Improved Macroeconomic Conditions
The bank reported stable local currencies against the U.S. dollar, with real GDP growth forecasts for 2025 set at 7.5% for Georgia and 5% for Armenia, reflecting improved macroeconomic conditions in the region.
Inflation Concerns in Georgia
Despite the positive outlook, there were concerns about inflation in Georgia, with the headline number rising to 5.2% year-on-year in October, which could pose challenges in the near term.
Subdued Non-Interest Income
The bank faced muted performance in net non-interest income, particularly in Armenia, due to high client acquisition costs, which remains a point of concern.

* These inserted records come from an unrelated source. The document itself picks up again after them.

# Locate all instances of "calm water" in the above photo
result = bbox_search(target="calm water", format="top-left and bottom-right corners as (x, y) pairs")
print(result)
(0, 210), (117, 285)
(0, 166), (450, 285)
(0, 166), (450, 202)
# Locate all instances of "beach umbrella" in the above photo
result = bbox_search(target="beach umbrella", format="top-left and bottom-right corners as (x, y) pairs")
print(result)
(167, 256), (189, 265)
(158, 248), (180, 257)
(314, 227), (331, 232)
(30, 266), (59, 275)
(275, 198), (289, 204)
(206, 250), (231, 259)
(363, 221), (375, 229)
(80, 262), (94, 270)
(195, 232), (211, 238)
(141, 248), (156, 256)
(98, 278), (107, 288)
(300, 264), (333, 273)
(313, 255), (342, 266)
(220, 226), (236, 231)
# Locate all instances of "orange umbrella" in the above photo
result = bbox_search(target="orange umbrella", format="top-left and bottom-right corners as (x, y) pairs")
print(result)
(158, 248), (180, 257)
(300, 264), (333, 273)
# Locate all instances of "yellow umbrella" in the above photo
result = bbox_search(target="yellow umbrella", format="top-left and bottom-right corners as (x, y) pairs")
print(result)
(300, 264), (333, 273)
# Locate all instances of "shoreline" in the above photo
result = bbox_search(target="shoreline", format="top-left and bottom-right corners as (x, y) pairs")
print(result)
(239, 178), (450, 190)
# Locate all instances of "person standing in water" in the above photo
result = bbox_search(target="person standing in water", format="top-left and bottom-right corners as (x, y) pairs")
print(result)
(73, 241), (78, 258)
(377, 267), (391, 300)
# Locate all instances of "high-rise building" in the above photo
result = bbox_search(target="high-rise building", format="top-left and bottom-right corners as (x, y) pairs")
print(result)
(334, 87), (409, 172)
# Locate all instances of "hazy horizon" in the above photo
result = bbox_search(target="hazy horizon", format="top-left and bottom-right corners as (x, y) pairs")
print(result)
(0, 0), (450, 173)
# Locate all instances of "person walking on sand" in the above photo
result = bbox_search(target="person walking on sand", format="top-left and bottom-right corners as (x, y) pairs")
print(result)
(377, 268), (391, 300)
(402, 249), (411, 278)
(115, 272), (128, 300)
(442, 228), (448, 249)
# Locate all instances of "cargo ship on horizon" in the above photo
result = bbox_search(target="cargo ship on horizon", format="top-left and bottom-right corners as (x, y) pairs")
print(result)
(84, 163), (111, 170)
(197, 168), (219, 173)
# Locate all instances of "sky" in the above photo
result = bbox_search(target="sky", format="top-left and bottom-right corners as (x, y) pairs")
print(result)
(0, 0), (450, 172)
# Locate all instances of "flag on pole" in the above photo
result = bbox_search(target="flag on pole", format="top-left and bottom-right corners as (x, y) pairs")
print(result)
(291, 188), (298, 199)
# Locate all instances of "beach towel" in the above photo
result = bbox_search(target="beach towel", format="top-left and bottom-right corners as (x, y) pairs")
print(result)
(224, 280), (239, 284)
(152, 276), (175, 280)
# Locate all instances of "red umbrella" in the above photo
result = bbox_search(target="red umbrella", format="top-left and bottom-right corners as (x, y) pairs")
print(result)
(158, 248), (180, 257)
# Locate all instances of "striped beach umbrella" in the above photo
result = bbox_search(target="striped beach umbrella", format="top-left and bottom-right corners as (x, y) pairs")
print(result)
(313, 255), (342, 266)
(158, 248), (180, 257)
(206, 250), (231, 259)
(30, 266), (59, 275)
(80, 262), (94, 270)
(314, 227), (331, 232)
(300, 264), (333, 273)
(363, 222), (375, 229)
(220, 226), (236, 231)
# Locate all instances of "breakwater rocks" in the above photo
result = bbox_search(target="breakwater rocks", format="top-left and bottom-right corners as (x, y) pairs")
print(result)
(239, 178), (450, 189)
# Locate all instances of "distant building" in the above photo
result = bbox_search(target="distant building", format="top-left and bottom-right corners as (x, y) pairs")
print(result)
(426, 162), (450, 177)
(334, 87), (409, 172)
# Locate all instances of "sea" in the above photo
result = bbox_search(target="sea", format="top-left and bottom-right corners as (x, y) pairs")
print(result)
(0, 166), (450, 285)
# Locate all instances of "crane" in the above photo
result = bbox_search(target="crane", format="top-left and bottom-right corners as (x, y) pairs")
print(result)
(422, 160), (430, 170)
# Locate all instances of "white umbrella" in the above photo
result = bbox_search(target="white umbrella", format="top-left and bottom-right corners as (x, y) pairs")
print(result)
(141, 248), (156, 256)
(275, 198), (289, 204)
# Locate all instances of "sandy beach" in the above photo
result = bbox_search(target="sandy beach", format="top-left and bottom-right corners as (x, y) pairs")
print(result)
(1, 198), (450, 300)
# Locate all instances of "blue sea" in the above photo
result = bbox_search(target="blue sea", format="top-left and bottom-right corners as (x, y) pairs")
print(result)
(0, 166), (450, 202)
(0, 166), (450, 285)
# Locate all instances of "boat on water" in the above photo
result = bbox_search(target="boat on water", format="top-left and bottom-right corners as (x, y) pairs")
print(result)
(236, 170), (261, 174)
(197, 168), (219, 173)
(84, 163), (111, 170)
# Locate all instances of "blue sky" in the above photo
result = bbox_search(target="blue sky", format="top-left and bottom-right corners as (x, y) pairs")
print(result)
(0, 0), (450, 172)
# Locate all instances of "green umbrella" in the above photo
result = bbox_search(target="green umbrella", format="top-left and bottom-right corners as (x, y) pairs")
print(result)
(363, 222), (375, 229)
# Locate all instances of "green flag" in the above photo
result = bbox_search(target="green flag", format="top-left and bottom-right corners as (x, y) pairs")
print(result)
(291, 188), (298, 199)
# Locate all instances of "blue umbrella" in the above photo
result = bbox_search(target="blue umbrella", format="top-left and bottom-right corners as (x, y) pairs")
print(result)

Slight Increase in Non-Performing Loans
There was a slight increase in non-performing loan ratios, primarily due to the reclassification of some small hotels, but the bank assured that there is no systemic underlying issue.
Forward-Looking Guidance
Looking ahead, the bank provided a strategic outlook emphasizing continued growth in the loan book, particularly in Armenia. The company expects real GDP growth of 7.5% for Georgia and 5% for Armenia by 2025, despite regional geopolitical uncertainties. Strategic insights were shared on digital banking expansion and capital distribution, including plans for a quarterly dividend and buyback.
In summary, the Bank of Georgia Group’s earnings call conveyed a positive sentiment, highlighting strong financial performance and strategic growth initiatives. Despite some challenges, such as inflation and subdued non-interest income, the bank remains well-positioned for future growth, supported by its digital banking capabilities and resilient local economies.